Trump e Sanders sono due popolari, la Clinton è un ottimate.

La Clinton pertanto ha perso perché non è riuscita ad intercettare il voto di quanti temono che il futuro possa essere peggiore rispetto al passato, di coloro cioè che nutrono aspettative negative per il domani.

2.Durante le elezioni è diventato virale il video in cui Trump addita le donne con appellativi estremamente volgari. Come cittadino degli Stati Uniti, il suo rimane un parere personale, ma come Presidente in che termini questo affliggerà la sua politica verso l’universo femminile? 

Queste sue posizioni sono gravissime. E si spera che come presidente non intacchi le conquiste in termini di diritti e di emancipazione femminile che sono state fatte, in particolare per quanto riguarda l’aborto. Anche se è già grave che un candidato presidente alla più importante potenza del pianeta, faro di libertà e democrazia si esprima in questi termini. C’è il rischio che un tale modo di fare venga letto come il “liberti tutti” per coloro che non hanno mai accettato che la donna possa esprimere a pino nella società tutte le proprie potenzialità; un “liberi tutti”per tutti coloro che non hanno mai accettato la piena emancipazione della donna dal capofamiglia.

 

3.Secondo lei, che ruolo hanno le donne nell’attuale politica mondiale? Eterne First Lady?

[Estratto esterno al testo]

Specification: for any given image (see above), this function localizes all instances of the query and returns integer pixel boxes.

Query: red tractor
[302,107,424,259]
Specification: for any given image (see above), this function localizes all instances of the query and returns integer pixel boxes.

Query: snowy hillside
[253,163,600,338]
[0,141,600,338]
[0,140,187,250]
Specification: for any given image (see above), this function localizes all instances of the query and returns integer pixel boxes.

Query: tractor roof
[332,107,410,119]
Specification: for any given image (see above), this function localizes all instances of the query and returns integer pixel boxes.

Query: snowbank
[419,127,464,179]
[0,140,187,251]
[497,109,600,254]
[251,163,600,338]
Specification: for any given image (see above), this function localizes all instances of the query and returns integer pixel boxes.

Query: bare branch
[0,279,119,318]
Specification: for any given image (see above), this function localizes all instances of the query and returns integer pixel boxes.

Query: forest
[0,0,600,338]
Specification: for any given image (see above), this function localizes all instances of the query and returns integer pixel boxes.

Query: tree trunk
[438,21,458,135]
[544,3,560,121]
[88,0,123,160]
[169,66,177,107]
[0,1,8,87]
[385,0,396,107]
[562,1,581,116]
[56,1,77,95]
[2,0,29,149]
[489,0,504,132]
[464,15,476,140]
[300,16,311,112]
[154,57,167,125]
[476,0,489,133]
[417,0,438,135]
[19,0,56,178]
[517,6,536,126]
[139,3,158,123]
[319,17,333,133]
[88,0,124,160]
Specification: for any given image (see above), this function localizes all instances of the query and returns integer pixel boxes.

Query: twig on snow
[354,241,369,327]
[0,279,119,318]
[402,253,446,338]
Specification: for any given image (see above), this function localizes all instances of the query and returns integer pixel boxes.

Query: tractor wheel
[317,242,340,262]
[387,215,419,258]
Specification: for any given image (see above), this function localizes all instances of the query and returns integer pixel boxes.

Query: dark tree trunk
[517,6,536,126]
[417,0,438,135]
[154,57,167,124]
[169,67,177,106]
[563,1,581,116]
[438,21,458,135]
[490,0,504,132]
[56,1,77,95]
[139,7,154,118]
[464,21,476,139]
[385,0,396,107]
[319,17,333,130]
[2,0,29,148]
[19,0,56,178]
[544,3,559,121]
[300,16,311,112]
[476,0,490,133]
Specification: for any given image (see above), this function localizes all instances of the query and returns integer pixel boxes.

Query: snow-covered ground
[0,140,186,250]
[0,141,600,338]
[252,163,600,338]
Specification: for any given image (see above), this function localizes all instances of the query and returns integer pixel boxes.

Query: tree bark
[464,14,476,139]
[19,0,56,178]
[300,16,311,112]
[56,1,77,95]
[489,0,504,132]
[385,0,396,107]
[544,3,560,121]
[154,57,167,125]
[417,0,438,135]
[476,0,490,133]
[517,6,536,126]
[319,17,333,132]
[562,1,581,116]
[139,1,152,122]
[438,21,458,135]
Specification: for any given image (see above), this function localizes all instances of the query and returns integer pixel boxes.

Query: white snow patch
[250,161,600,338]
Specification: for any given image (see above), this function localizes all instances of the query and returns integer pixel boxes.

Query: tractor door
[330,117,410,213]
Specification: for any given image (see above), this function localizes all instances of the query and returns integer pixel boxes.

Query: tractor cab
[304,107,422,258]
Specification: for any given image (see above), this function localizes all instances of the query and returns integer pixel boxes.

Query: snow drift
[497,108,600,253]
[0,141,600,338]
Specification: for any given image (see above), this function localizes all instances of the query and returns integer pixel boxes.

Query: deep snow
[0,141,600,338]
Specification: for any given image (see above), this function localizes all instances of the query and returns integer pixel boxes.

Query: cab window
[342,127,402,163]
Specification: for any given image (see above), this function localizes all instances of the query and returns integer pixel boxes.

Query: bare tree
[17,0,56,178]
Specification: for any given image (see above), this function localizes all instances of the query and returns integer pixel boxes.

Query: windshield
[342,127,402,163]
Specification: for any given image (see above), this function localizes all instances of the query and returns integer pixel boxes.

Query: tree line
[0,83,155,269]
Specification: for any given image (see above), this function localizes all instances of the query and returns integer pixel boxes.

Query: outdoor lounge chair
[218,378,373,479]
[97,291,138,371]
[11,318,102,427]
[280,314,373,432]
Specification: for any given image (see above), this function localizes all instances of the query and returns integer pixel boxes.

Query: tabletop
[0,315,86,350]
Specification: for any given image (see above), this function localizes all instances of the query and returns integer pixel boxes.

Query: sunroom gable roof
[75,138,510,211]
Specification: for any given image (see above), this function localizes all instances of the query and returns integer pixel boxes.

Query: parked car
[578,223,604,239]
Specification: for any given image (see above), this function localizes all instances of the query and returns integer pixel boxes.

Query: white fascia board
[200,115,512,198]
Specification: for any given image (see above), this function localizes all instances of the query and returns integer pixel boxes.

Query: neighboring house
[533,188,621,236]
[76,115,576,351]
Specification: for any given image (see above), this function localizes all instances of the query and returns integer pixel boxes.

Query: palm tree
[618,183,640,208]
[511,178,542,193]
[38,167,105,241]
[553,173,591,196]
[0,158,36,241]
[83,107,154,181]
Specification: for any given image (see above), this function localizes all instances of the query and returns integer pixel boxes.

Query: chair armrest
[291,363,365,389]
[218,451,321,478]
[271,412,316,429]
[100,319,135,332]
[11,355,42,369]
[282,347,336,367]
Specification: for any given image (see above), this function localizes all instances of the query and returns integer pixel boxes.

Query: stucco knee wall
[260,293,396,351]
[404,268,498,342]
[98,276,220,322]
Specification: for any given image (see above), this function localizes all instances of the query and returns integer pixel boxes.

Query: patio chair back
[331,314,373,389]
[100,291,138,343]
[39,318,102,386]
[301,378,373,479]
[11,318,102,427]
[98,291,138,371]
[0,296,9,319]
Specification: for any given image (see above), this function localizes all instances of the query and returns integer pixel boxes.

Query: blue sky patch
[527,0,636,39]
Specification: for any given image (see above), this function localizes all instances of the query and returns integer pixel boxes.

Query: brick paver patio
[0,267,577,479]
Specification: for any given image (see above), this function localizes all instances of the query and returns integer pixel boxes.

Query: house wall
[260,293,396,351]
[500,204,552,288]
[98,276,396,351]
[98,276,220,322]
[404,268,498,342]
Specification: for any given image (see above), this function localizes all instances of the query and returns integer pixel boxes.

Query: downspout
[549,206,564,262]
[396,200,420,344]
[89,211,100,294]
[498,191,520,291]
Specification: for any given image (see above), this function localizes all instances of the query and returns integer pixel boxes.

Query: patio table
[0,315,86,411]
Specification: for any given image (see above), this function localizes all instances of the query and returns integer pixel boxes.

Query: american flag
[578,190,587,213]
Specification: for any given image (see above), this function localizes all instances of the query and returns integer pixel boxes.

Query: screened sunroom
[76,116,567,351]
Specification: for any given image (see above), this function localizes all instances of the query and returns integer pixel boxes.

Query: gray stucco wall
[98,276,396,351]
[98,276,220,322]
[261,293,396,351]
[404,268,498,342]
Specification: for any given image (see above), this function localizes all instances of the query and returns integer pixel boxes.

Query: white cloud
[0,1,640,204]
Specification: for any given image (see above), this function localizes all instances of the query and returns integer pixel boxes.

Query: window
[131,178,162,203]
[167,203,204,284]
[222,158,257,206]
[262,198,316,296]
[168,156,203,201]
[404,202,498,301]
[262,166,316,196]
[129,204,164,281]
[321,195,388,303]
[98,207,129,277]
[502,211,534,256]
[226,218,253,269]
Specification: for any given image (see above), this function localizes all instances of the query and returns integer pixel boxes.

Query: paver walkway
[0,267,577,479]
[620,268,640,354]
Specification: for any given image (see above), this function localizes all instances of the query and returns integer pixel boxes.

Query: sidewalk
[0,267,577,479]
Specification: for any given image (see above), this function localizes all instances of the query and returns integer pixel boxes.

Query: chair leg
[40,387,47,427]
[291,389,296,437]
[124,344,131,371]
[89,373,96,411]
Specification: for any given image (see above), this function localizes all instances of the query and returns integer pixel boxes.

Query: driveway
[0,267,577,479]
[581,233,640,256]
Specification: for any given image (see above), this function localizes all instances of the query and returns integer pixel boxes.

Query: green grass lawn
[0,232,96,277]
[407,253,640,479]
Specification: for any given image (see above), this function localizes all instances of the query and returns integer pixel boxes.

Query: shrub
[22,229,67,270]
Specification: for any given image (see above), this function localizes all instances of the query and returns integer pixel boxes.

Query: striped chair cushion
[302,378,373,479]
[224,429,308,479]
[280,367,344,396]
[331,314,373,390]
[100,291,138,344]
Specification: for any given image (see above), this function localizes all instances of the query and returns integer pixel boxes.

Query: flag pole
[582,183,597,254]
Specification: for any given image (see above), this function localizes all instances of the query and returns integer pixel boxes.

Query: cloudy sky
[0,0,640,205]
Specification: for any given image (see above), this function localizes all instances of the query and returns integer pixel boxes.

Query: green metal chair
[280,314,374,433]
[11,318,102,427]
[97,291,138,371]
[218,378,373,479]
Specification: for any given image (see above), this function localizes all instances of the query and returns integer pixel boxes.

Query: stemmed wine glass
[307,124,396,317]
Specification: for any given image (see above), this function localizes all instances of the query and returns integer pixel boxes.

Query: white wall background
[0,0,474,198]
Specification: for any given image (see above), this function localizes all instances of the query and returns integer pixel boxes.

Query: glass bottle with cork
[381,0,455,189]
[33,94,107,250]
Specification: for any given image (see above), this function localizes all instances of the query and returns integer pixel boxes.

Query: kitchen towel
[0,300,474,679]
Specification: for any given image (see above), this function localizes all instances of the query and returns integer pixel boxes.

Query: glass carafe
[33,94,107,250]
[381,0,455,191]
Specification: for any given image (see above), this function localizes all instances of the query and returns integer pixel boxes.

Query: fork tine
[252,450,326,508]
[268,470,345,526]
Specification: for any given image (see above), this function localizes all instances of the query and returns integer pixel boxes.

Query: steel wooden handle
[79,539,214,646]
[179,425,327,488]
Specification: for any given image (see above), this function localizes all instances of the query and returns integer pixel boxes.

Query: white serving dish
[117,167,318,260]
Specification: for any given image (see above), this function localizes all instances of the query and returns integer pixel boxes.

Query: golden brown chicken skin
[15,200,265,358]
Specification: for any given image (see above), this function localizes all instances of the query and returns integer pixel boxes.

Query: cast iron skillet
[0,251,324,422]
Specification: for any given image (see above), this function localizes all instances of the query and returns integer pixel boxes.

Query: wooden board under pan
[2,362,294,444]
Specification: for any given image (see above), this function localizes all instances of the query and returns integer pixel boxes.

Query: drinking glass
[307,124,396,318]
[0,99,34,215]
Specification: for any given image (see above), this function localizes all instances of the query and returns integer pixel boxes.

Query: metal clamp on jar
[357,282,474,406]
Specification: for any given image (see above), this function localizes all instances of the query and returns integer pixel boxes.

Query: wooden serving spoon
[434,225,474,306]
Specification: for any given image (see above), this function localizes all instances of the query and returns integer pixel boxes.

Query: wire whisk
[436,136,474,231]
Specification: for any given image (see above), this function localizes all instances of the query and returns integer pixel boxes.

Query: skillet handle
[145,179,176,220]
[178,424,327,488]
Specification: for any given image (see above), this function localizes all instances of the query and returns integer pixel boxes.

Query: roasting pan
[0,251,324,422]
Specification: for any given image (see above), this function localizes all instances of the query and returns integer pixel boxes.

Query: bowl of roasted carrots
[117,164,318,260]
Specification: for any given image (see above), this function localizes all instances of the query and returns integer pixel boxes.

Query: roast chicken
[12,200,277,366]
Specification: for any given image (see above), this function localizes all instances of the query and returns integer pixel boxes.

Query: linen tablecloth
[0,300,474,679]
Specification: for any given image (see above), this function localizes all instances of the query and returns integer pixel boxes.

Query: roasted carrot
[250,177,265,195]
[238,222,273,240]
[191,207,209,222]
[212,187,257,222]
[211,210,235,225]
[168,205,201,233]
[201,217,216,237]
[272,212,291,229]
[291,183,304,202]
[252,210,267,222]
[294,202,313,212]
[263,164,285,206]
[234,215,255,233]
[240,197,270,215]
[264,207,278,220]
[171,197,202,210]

I passi in avanti che sono stati fatti in tal senso sono numerosi, basti citare il caso della Merkel, alla guida di uno degli stati più potenti ed influenti nell’economica e nella politica mondiale.

Ma sarebbe un grosso errore considerare un segno di progresso la presenza femminile ai vertici della politica senza tener conto delle idee e della visione politica di cui esse si fanno portatrici.

In questo senso sarebbe non condivisibile la posizione di quelle donne che votano una donna soltanto perché donna. Si cadrebbe così in una vera e propria contraddizione: si dovrebbe votare, seguendo questa corrente, la Clinton in America, la Le Pen in Francia e la Meloni in Italia.

Le prospettive per il futuro, ad ogni modo, per quanto riguarda l’aumento della presenza di donne in politica, sono ottimistiche. Le nostre società si vanno sempre più secolarizzando e vanno acquisendo sempre più ampie sfere di libertà dall’influenza della tradizione. Tuttavia un’ombra si intravede: se non si riesce a risolvere la questione sociale che rischia di corrodere dall’interno le società aperte occidentali, anche importanti conquiste civili potrebbero essere indebolite.